/PersonalizationProject

Repository for our recommendation system for Personalization Theory.

Primary LanguageJupyter Notebook

Last.fm Recommender System

We chose to investigate the Last.fm data set using a temporal collaborative filtering model. Specifically, we want to investigate the effect that time of day and weekday has on the users' listening habits. Our objective is to reduce the number of times a user will skip the song. Because we are using skips as a proxy for a users' enjoyment of the song, we do not need to rely on explicit feedback, such as the users' song ratings. In addition, since consumer preferences change over time, we do not account for how long it has been since a user has rated a song. Skips occur in the present so we can ignore this recency factor.

The Data

Last.fm data set contains:

  • Listening habits for 992 users
  • 173,921 artists with timestamped entries
  • Metafile containing user profiles (e.g., gender, age, country and signup date).

The dataset can be found through this link.

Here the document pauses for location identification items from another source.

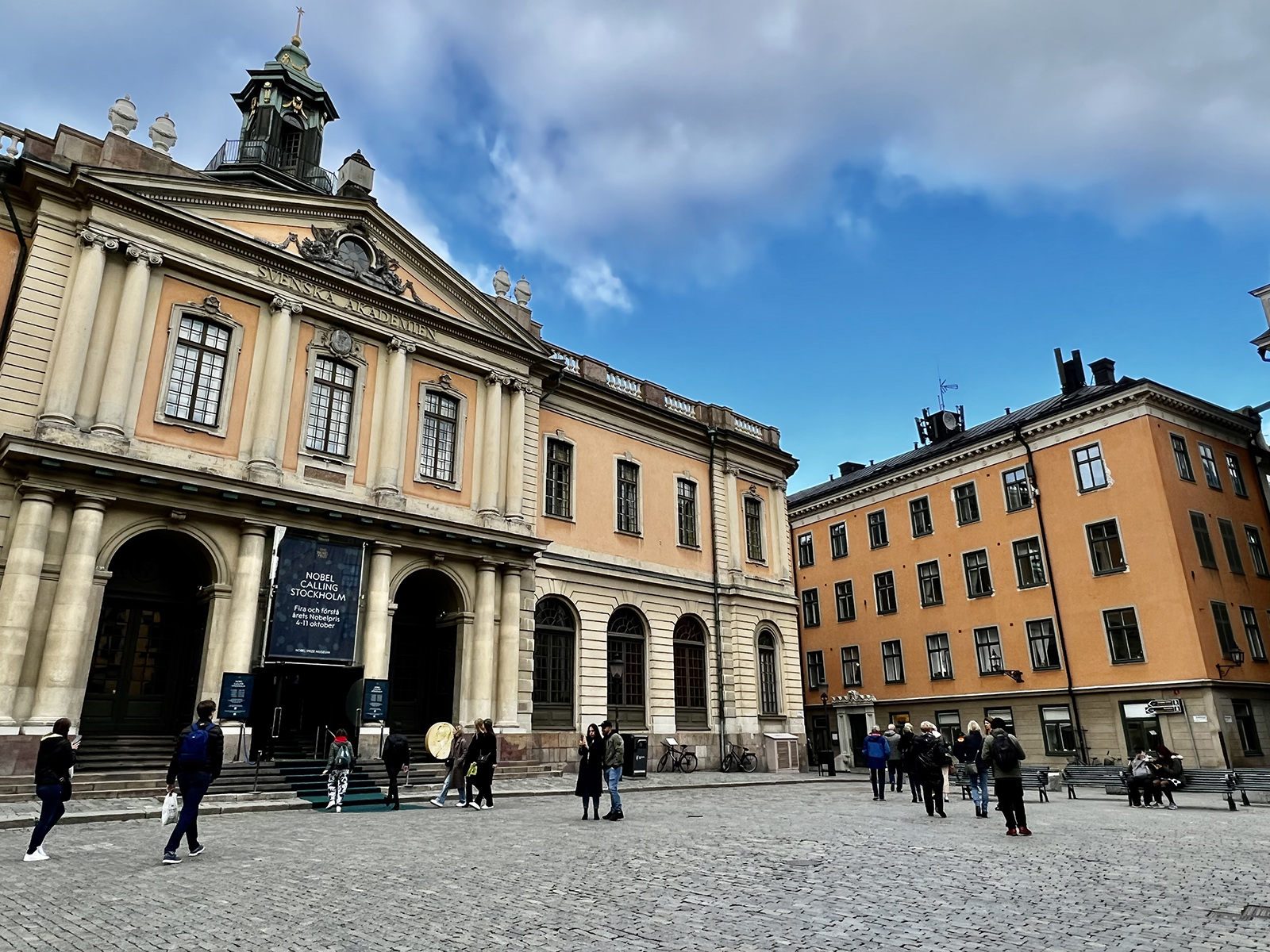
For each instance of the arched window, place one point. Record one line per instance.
(552, 666)
(690, 676)
(626, 668)
(768, 685)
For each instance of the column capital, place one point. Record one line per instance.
(286, 304)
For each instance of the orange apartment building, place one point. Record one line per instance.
(1060, 566)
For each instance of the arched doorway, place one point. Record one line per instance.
(422, 660)
(144, 676)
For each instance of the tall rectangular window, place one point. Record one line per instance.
(1231, 545)
(816, 670)
(838, 539)
(1259, 555)
(845, 601)
(810, 608)
(440, 437)
(753, 530)
(1090, 471)
(628, 497)
(1232, 466)
(851, 674)
(940, 657)
(1018, 489)
(967, 501)
(930, 584)
(1105, 549)
(1203, 541)
(884, 592)
(1210, 463)
(920, 514)
(330, 408)
(1225, 632)
(1043, 645)
(686, 498)
(1029, 565)
(893, 662)
(878, 536)
(978, 577)
(987, 651)
(806, 551)
(197, 371)
(559, 493)
(1123, 635)
(1253, 632)
(1181, 456)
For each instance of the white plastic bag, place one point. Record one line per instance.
(171, 809)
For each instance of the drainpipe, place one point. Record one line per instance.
(714, 554)
(1053, 596)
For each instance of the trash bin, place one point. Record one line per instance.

The data was collected by Òscar Celma.

The dataset records users’ listening history without recording explicit feedback on artist and track pairs. As there is no input from a user on whether they liked or disliked a track, we initially treat the data as an indication of positive preference. This will be expanded to include skips for the full recommender system.

A preview of the data is shown here, with the leftmost column as the Pandas index: Data Preview

The following is the play counts for the entire data set, grouped by hour of the day (left) and day of the week (right): Play Counts by hour of day and day of week

Part I

Objective

We were interested in learning how neighborhood- and model-based collaborative filtering (CF) algorithms perform on aggregated data. These CF approaches help us understand how an improved recommendation engine can drive increased user engagement within a music platform. We then utilized timestamps for the final project along with other metadata to improve the quality of our recommendations.

Models: Neighborhood Collaborative Filtering and SVD

We implemented a neighborhood based collaorative filtering technique for our user-based CF and implemented the SVD algorithm as our model-based CF. With these two models we predicted values indicating whether a user would listen to a particular artist. For more information, please read Part I Detailed Analysis.

Conclusion

The neighborhood-based collaborative filter results in a better RMSE at higher values of K, but does not bring MAE to a competitive level when compared to the baseline model. On the other hand, the SVD model-based collaborative filter outperforms the baseline at almost every comparison. Our results suggest that the SVD model would be more effective at predicting user preferences. We believe this model would be helpful for a draft recommender system.

Part II

Objective

We incorporated timestamp to further clarify users’ preferences for artists and tracks. Based on these data points, we have derived a skips parameter. This parameter indicates whether the user skipped a song (i.e. clicked next in the Last.fm platform). The information from predicted skip values could help us answer questions such as:

  • Can music recommendation be improved by incorporating skips?
  • Can we use timestamps and skips to identify the user’s mood in a given time period (i.e., genre preference given a certain time of day)?
  • After how many times of listening to a track is a user more likely to start skipping the track?

Model: Neural Network and SVD++ Ensemble

We used a hybrid approach, combining a neural network and a temporal SVD++ model. The neural network incorporates recency into the model, identifying how user preferences shift over the duration of their listening history. The SVD++ model incorporates periodicity, identifying whether a user is listening to a song during the week or over the weekend. The SVD++ model also brings in a collaborative filtering component, identifying similarities between user-song pairs in the latent space to predict probability of skipping a song a user has not listened to before. We created the ensemble through a linear combination of these two models, with 90% SVD++ and 10% Neural Network. For more information, please read Part II Detailed Analysis.

Conclusion

The neural network trains in a matter of minutes with a multitude of features, while the SVD++ model required several hours to train with only two features. Nevertheless, our SVD++ model significantly outpeformed the neural network. As a result, we weighted the SVD model as 90% of our combined linear ensemble and gave 10% weights to the neural network. The AUC from the ensemble, 0.812, is marginally higher than the SVD++ model alone AUC, 0.807. The ensemble is significantly higher than the neural network AUC, 0.679. The benchmark AUC is 0.759, obtained using the percentage of song-skips per user. An AUC of 0.81 suggests that the ensemble model beats the benchmark and we can leverage it for music recommendations in a commercial setting.